ABC (Andalucía)

Cuando la maldita inflación se apodera de la cartera

La inflación es la metástasis de la miseria, convierte el lujo en subsistenc­ia y el darse un capricho en inconscien­cia

- AGUSTÍN PERY

La inflación es la ruina que se enrosca en la cesta. Es sibilina, la jodida no alerta, llega y toma posesión de tu billetera. Un día te despiertas y te han subido la renta, otro vas a la frutería y piensas que a 69 euros el kilo de cerezas, lo mínimo es que pongan un guarda jurado en la puerta como en las joyerías de Serrano.

La inflación te aleja de la merluza, te redescubre la pescadilla, que el aceite es un ‘must’ y que lo básico no lo es tanto si ni a ti ni a los tuyos os salen las cuentas. La inflación, ladina ella, se extiende como la metástasis de la miseria porque convierte en lujo la subsistenc­ia y el darse un capricho en inconscien­cia.

La inflación no te da tiempo a acompasart­e con ella, no es la bancarrota ni la quiebra, no hay sopetón pero sí persistenc­ia, un martillo pilón que te obliga a emborronar tus cuentas domésticas en un rimero de facturas que no dan tregua. La inflación es muy puñetera, está aunque te empeñes en no darte cuenta, se embosca en la gasolinera.

La inflación es el guasap del colega, «mejor no cenamos fuera», la sabiduría de Teresa, «este verano, cabeza», la sorpresa en cadena, «el taxímetro no corre, vuela», la consigna que circula como una epidemia, «ahorra que a este ritmo, chato, no llegas ni a la cuesta posveranie­ga», y todo mientras los que saben no aciertan a ponerle fecha a su presencia.

Aquí en la Redacción el director ya se ha dado cuenta, me vigila de cerca, más que el BCE a la prima esa descocada que a tanto malo nos arriesga.
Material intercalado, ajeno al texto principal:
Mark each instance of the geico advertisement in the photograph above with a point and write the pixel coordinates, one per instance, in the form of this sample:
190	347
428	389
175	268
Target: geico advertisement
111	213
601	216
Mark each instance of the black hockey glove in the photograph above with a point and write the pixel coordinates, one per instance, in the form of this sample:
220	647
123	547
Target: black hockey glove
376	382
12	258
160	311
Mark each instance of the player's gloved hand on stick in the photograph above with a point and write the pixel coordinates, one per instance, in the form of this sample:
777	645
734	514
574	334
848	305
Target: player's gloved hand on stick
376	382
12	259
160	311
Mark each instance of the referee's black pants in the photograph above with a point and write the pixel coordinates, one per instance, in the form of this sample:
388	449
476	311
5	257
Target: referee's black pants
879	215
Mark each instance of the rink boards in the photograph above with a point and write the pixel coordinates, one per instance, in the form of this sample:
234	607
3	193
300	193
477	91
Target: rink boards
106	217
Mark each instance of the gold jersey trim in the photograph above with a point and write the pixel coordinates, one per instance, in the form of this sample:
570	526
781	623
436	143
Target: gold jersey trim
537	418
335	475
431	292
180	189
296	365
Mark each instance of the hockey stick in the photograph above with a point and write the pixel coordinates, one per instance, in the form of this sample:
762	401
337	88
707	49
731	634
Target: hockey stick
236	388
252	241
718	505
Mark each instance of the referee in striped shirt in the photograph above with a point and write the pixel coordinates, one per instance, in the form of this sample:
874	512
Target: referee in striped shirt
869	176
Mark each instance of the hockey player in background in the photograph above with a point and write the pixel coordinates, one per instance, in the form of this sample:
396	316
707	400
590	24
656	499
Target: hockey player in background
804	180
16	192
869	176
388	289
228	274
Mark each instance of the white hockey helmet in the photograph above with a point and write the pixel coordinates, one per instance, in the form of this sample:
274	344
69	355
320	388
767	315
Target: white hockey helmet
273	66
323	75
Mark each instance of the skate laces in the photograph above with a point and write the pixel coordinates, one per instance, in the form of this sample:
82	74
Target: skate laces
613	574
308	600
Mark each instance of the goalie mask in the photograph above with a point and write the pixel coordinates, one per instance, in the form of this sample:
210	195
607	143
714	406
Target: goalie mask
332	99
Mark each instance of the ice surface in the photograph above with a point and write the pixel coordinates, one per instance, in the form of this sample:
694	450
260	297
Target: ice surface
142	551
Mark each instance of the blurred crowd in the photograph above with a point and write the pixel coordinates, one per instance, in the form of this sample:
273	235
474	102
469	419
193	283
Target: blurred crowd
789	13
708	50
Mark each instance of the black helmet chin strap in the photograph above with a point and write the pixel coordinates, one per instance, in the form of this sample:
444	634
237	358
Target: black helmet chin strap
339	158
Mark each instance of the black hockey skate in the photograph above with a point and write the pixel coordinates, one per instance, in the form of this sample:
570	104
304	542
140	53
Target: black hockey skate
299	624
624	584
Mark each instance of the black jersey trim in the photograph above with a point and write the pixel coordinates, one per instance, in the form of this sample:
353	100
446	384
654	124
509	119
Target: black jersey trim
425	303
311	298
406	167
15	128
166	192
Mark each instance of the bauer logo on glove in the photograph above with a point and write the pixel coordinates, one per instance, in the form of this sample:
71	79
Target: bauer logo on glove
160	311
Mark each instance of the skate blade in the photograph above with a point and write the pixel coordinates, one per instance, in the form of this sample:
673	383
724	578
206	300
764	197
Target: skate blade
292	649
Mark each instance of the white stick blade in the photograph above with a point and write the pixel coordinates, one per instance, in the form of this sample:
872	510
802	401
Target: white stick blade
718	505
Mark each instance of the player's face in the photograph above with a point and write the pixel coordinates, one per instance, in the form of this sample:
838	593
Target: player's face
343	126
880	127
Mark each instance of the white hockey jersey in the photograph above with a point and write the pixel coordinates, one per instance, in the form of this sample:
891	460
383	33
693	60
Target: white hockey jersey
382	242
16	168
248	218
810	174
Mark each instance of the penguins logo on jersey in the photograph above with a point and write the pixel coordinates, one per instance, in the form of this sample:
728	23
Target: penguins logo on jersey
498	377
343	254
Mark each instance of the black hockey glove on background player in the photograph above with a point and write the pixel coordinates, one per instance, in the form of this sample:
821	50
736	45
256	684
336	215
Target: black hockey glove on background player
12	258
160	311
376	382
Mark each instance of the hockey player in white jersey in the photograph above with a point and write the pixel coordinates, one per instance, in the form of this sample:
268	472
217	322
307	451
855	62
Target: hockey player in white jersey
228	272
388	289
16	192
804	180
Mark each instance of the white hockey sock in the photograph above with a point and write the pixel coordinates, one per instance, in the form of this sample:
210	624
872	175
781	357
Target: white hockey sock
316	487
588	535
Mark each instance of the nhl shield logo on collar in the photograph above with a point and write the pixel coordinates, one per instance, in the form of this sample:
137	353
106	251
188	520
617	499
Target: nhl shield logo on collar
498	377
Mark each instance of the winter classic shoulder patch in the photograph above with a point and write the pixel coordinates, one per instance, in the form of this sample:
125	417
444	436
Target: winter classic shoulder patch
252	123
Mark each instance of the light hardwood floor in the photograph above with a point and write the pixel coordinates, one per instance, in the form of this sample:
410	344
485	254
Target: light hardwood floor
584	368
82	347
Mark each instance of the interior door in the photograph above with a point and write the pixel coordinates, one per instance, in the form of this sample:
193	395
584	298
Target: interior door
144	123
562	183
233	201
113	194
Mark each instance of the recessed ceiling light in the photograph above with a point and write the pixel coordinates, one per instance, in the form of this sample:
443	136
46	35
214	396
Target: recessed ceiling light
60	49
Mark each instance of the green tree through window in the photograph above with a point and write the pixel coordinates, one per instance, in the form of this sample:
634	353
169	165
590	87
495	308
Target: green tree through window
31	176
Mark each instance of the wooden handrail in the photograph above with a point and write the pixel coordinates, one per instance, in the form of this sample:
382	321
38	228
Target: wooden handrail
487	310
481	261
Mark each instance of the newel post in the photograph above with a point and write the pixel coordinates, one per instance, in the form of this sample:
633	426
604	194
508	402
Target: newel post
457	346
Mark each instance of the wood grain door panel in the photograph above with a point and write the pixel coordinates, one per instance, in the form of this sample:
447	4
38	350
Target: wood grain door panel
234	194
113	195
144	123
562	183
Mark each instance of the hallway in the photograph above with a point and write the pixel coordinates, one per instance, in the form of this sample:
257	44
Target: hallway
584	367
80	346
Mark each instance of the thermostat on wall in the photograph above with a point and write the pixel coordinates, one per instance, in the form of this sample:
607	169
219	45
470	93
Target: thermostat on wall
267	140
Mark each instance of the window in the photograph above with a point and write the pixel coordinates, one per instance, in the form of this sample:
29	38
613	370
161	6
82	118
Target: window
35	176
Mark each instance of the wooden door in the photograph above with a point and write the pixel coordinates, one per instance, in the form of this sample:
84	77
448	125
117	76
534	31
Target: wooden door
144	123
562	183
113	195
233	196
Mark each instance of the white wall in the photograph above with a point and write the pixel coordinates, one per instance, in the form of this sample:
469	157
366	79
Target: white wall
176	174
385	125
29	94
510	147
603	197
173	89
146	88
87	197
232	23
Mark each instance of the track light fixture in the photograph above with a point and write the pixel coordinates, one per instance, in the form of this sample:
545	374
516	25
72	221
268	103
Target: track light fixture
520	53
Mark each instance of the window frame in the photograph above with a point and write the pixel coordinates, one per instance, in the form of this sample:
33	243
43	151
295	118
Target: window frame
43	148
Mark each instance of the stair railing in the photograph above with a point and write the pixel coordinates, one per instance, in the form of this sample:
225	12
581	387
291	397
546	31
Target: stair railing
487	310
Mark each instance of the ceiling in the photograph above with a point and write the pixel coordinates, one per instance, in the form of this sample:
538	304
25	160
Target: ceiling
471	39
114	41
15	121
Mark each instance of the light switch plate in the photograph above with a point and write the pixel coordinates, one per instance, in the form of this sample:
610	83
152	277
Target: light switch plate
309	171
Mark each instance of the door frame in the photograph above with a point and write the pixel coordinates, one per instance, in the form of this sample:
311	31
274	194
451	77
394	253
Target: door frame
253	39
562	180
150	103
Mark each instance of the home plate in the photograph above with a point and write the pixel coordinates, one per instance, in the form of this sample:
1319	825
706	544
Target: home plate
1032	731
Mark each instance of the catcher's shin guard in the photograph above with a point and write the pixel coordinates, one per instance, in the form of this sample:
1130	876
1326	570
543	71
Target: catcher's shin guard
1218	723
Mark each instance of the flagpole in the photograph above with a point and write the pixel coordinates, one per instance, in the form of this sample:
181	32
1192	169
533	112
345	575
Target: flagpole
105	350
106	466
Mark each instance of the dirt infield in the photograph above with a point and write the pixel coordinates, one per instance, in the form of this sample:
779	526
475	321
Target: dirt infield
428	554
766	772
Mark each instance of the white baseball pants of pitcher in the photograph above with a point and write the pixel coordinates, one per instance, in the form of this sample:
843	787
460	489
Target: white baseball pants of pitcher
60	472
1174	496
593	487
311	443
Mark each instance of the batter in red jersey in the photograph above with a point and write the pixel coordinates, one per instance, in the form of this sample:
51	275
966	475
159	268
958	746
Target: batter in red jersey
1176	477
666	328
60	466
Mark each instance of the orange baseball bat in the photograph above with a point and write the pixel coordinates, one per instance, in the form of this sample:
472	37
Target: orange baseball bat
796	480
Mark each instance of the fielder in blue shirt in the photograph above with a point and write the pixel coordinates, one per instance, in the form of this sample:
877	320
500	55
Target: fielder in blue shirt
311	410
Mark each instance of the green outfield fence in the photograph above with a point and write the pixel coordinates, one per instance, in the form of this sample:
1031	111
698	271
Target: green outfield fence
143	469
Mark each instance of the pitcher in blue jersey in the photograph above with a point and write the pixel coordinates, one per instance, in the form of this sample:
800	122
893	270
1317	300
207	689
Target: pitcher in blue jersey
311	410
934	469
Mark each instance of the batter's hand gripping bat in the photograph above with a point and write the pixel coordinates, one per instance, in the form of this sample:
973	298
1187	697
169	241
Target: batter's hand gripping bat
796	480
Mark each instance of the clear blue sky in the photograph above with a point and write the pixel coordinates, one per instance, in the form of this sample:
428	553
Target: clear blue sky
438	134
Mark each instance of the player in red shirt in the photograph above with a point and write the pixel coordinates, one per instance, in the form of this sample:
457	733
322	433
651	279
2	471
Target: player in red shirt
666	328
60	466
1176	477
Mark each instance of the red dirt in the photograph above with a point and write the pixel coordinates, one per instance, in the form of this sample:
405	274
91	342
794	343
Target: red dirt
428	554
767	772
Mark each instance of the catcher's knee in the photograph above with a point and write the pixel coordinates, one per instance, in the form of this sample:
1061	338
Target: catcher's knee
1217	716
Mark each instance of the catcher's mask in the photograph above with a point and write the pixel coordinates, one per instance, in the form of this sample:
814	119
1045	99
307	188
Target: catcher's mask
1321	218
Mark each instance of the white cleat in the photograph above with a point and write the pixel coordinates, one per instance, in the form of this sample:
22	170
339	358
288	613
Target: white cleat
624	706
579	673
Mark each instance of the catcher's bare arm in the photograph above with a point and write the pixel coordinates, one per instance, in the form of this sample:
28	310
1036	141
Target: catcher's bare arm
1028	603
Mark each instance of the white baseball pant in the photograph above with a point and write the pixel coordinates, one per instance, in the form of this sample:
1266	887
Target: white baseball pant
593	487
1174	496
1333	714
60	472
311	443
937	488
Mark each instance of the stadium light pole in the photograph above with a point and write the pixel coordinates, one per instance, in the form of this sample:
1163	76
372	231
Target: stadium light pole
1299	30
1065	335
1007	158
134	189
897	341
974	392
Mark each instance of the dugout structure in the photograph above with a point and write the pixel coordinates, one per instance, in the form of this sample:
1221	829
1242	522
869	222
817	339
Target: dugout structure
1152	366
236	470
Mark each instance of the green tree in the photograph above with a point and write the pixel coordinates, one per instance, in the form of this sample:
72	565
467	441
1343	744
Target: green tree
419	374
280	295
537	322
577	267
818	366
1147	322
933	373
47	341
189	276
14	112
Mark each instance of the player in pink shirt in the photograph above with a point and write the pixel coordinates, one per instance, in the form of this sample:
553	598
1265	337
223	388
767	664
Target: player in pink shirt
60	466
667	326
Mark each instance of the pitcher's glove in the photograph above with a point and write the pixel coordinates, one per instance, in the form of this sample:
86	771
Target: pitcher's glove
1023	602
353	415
Quirós sabe que cuando toca hablar de economía me entra una profunda somnolenci­a. Miro a Yolanda, María Jesús o Susana. Me explican, pacientes ellas, de qué va la vaina. Pongo cara de atención, pero no me entra. Tengo lejos la sesera. Es la lavadora que no arranca y el técnico de la empresa, que como un forense me da la mala nueva. «No hay nada que hacer. Le enviamos presupuest­o para una nueva, la visita son 25 euros». Qué frialdad, qué impersonal. Miedo me da abrir la nevera, cada vez más huérfana de caprichos, tan desierta, tan tristona ella que estoy por colgarle en la puerta: «Cerrada por cese temporal de actividad».